Durant les 25 dernières années, le Maroc s’est doté d’infrastructures de classe mondiale tels que le port Tanger-Med qui est un outil industriel performant, a affirmé le ministre, faisant observer que les différents plans industriels ont permis au Maroc de devenir une puissante base industrielle des plus compétitives au monde avec l’assurance d’une décarbonisation des plus avancées et un positionnement actif à l’export.
Ainsi, à la faveur d’un ambitieux programme gouvernemental qui a pour socle les Hautes Orientations Royales notamment l’opérationnalisation d’un nouveau modèle de développement, le Maroc compte bien transformer les limites révélées par cette crise sanitaire en opportunités, a affirmé le ministre, soulignant que le Royaume consolide son positionnement aussi de 2ème investisseur africain en Afrique avec des multinationales sous pavillon marocain à fortes empreintes continentales notamment dans la finance, les télécommunications, l’industrie et les fertilisants.

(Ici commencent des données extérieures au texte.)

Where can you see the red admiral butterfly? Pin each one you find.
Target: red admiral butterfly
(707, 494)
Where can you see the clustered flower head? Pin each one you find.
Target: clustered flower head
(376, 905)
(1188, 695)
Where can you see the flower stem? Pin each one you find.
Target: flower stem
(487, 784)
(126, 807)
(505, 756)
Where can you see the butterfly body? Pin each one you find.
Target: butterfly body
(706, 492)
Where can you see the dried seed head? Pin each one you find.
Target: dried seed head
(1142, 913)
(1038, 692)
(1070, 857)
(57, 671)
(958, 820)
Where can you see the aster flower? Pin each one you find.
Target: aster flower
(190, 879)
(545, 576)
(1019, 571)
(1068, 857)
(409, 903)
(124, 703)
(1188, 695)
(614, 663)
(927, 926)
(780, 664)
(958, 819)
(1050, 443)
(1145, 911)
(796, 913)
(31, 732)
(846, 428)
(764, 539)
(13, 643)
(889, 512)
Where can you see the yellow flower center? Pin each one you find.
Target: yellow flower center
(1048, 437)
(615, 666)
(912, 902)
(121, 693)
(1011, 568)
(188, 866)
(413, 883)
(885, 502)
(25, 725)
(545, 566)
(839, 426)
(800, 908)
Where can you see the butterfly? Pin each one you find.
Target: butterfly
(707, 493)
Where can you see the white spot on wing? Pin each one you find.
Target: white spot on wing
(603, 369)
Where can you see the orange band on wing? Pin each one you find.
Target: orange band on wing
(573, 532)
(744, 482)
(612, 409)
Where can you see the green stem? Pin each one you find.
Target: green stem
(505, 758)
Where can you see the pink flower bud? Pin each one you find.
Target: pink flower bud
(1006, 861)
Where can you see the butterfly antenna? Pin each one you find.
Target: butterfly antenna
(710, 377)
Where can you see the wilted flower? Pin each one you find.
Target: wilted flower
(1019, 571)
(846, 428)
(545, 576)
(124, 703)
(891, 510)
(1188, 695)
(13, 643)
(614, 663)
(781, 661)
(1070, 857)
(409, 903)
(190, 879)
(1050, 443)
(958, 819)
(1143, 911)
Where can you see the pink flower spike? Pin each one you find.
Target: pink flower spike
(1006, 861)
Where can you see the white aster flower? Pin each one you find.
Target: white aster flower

Le Maroc affiche aussi grâce à l’accord d’association avec l’UE un niveau d’intégration avec l’Europe similaire à celui des pays membres tout en développant son actif communautaire et son climat des affaires attractif, s’est-il félicité.
Ouvrant l’évènement, le ministre délégué français au Commerce extérieur et à l’Attractivité, Franck Riester a affirmé que le choix de démarrer la présidence française du Conseil de l’UE avec cette conférence n’est pas «anodin», car la France place la refondation du partenariat entre l’Afrique et l’Europe au cœur de ses priorités à la tête de sa présidence de l’UE.
Selon le ministre français, l’approfondissement des relations de commerce et d’investissement entre les deux continents est «une composante importante» de cette refondation. «Notre objectif est simple, nous voulons renforcer l’intégration des chaînes de valeur entre l’Europe et l’Afrique et répondre à l’impératif de transition écologique de nos différentes économie », a-t-il dit.
Pour lui, tout porte à approfondir ces liens : la proximité géographique entre les deux continents, la proximité humaine qu’entretiennent les diasporas, et la densité actuelle des relations économiques avec l’Afrique dans l’Union européenne qui est le premier partenaire commercial, le premier investisseur étranger est le premier partenaire de développement.
Le ministre délégué français au Commerce extérieur et à l’Attractivité a également mis l’accent sur l’ambition partagée des deux côtés de la Méditerranée d’accélérer la relance ensemble, de bâtir ensemble les conditions d’une croissance plus résiliente, plus juste et plus durable, tout en relevant la conviction commune qu’il reste un immense potentiel de prospérité à développer en facilitant davantage les investissements et les échanges.
Rendez-vous en février prochain
Cette conférence internationale, marquée par la participation notamment du vice-président exécutif de la Commission européenne, Valdis Dombrovskis, de la ministre de l’industrialisation, du commerce et du développement de l’entreprise du Kenya, Betty Chemutai Maina et de plusieurs ambassadeurs africains et européens accrédités à Paris, vise à mettre en valeur le partenariat européen avec l’Afrique en matière de commerce et d’investissement, à quelques semaines du sommet UA-UE.
Répartie en plusieurs tables rondes, la conférence va aborder les enjeux économiques et commerciaux du partenariat UE – Afrique en partant d’un état des lieux avant d’évoquer le potentiel et les perspectives d’approfondissement des relations commerciales et d’investissement entre l’Union européenne et l’Afrique du Nord d’une part, et les pays de la zone subsaharienne d’autre part.
Les conclusions issues de cette conférence internationale seront soumises au Sommet UE-UA qui se tiendra les 17 et 18 février prochain à Bruxelles.